The key is the bait. The same warm ocean waters that have brought us a great tuna season (and it looks like it will continue to produce through the rest of the month as well) has also brought big bait and lots of it. Anchovies have been hard to come by, but sardines in the 6-10" range are everywhere along with green mackrel and jack smelt.
I spoke with Captain Todd of the Blue Runner and he says he has never seen so much big bait around the San Francisco harbor. The key successfully fishing the halibut bite, is to modify your rigging to acommodate the big sardines. You will be fine if you are using a pre-tied halibut leader with treble and sliding bait hook. But, if you are using a single live bait hook, you will need to add a stinger hook trailing off the end. The stinger can either single or treble but needs to be big enough to acommodate these bigger baits. If you don't rig this way, all you'll see is scratched baits and short strikes. (Same goes for the stripers, so set your rigs appropriately.)

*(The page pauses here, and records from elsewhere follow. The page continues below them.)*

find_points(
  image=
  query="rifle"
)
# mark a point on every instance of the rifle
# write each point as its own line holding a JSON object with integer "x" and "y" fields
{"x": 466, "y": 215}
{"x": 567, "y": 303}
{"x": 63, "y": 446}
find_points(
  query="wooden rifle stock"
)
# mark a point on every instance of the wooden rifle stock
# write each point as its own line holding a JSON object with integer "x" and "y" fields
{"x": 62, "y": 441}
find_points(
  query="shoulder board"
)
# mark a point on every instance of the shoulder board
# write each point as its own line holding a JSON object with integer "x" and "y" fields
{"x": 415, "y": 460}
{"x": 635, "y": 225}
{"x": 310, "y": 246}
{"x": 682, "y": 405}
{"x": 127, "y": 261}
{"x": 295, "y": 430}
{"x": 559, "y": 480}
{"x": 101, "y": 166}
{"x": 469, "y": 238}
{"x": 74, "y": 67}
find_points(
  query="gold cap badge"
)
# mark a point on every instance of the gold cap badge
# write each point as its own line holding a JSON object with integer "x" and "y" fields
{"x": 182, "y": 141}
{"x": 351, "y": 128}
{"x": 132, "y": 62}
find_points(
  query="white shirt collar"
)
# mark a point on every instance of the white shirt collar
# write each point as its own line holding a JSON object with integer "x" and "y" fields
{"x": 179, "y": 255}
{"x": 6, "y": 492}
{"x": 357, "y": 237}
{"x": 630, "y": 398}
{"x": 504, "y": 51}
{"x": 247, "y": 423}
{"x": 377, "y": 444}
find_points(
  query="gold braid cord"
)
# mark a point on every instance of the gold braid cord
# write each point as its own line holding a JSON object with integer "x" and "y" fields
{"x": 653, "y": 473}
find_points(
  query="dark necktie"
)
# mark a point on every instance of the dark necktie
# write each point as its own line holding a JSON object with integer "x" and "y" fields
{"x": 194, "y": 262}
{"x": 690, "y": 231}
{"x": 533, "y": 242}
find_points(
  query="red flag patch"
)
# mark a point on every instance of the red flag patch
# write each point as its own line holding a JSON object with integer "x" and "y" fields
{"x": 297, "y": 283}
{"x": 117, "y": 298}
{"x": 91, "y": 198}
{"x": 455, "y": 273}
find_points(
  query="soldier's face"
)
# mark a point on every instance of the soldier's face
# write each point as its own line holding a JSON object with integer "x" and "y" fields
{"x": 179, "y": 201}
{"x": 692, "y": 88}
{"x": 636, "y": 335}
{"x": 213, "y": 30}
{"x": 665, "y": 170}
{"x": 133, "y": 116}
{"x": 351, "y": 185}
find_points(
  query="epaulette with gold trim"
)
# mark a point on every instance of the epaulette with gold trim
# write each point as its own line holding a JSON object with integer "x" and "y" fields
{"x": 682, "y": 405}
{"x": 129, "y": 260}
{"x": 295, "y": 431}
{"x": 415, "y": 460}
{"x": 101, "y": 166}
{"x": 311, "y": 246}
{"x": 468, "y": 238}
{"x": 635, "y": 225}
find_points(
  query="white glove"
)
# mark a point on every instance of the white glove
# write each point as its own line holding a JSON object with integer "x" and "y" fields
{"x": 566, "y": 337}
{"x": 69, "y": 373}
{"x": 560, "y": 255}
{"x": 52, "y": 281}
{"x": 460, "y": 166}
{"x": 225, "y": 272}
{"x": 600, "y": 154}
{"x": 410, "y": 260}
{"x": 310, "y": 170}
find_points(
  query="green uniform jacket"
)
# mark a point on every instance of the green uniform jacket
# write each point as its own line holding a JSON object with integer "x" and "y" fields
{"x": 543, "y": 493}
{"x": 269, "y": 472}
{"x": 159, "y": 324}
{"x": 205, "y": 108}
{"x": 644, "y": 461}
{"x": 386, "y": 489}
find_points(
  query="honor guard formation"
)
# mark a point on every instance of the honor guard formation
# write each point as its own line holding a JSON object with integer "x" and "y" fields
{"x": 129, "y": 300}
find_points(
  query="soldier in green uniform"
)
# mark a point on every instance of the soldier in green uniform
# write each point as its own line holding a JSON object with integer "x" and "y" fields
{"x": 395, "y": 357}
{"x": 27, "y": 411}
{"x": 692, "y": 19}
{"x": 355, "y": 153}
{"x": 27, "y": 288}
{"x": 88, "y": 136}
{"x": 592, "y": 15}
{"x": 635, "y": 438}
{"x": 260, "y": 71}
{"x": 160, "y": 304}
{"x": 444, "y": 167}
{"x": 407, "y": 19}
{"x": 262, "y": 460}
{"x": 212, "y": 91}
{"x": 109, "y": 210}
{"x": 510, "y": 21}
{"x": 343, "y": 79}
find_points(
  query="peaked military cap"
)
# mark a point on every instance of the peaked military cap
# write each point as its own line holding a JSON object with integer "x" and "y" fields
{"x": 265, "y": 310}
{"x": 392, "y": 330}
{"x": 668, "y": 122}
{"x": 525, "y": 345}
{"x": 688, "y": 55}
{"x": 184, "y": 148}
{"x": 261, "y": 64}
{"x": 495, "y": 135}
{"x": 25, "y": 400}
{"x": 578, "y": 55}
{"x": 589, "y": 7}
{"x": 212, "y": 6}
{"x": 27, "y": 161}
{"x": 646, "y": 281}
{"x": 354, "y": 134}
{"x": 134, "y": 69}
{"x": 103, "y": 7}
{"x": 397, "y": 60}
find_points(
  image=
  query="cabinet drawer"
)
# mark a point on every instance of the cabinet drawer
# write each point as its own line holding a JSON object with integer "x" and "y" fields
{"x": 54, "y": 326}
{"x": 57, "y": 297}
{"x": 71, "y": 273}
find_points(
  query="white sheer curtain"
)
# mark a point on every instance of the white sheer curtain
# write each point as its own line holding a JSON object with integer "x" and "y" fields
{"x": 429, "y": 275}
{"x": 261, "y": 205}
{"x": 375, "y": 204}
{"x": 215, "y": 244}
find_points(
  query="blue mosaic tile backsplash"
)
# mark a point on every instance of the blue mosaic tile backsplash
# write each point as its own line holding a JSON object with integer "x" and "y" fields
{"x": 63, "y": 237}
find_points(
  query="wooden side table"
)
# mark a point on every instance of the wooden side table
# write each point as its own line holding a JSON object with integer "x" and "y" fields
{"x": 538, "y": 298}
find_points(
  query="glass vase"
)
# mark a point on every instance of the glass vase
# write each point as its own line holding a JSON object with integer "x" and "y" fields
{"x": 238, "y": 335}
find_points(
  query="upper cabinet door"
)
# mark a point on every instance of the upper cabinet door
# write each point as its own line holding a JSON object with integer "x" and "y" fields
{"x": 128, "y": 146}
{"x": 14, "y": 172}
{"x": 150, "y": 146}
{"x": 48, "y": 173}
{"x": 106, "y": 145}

Our wild story of the week (month, or possibly the season...) comes from a halibut trip. Western Sport Shop long-time customer Ed Janowitz took his boat out on Labor Day with friend Bill Wells to target halibut. They were working through 17' of water on the Berkley Flats and had boated a pair of keeper halibut. Then, something slammed Bill's 8" sardine and took out 200 yrds of line before turning and running another 200 yrds in the opposite direction. With Bill on the fish and Ed at the helm they turned the boat and started to chase - just as Bill was almost out of line. Thinking it was a huge ray they were floored when it slashed across the surface and revealed it self to be the "holy grail" -- a 50" 44lb white sea bass! (Look for photos soon!)
The fish was so big Ed had trouble landing it in a huge teardrop Bodega style salmon net.
Several white sea bass have been reported in the area over the last two weeks but Ed and Bill's was by far the biggest landed. Several have been reported at the Alameda rock wall and Bonita Cove but no pictures were produced. All of them were reported to have been caught drifting jumbo size live sardines.
As for stripers in the bay, reports of fish caught on cut bait and bull heads at China Camp and Highway 37 are steady. Most report that they are catching fewer but bigger bass than they would normally expect this time of year. The ranger at Paradise Pier reports catches of both striper and halibut daily on swimbaits and jigs - it's best at dawn and dusk with slower fishing during the day. Western Sport Shop GM Tom Nelson reports steadily improving striper fishing on the Petaluma river with all of his fish coming on 4" Storm Swimbaits in blue shad, chartreuse shiner, pearl, and natural shad.
I had a chance to talk our fly department staff saltwater experts, John Quigley and Lauren Elliot who spent almost 12 hours chasing stripers on the fly in San Pablo bay (for only one hook up, a 10-12 lber lost at the boat.... Ah well, it is fishing, not necessarily catching.) Quigley tells me that he believes that the bay is holding a higher quality striper fishery this year but that the overall numbers especially juveniles are way down and that the bigger fish appear to be avoiding the shallow shoreline areas. It will be interesting to see how the fall striper run plays out.
As far as I can see, the hot bites not to miss are the tuna, and the elusive white sea bass. The tuna are good to go any time the swells and wind will allow it. Best bets being to listen to the weather radio to time your run, then troll plain cedar plugs and 4" zucchini tuna clones or feathers and then back it up with live sardines and swimbaits. Unlike the "in the Bay" baits, the shorter trolling lures seem to be the ticket right now on the tuna. Anglers have done will with the shorter plugs and feathers.
Best bet for the white seabass is to drift big 10" sardines on a 3-way swivel rig and a 9/0 circle hook. Don't get me wrong when I say the whites are hot - you will be fishing for one fish but that one fish may be your only shot at these awesome creatures inside the San Francisco Bay for several years.
As a final note - I strongly encourage catch and release on these things - especially the big females. I know they are unbelievable on the table but those are the fish for the next generation. Good Luck!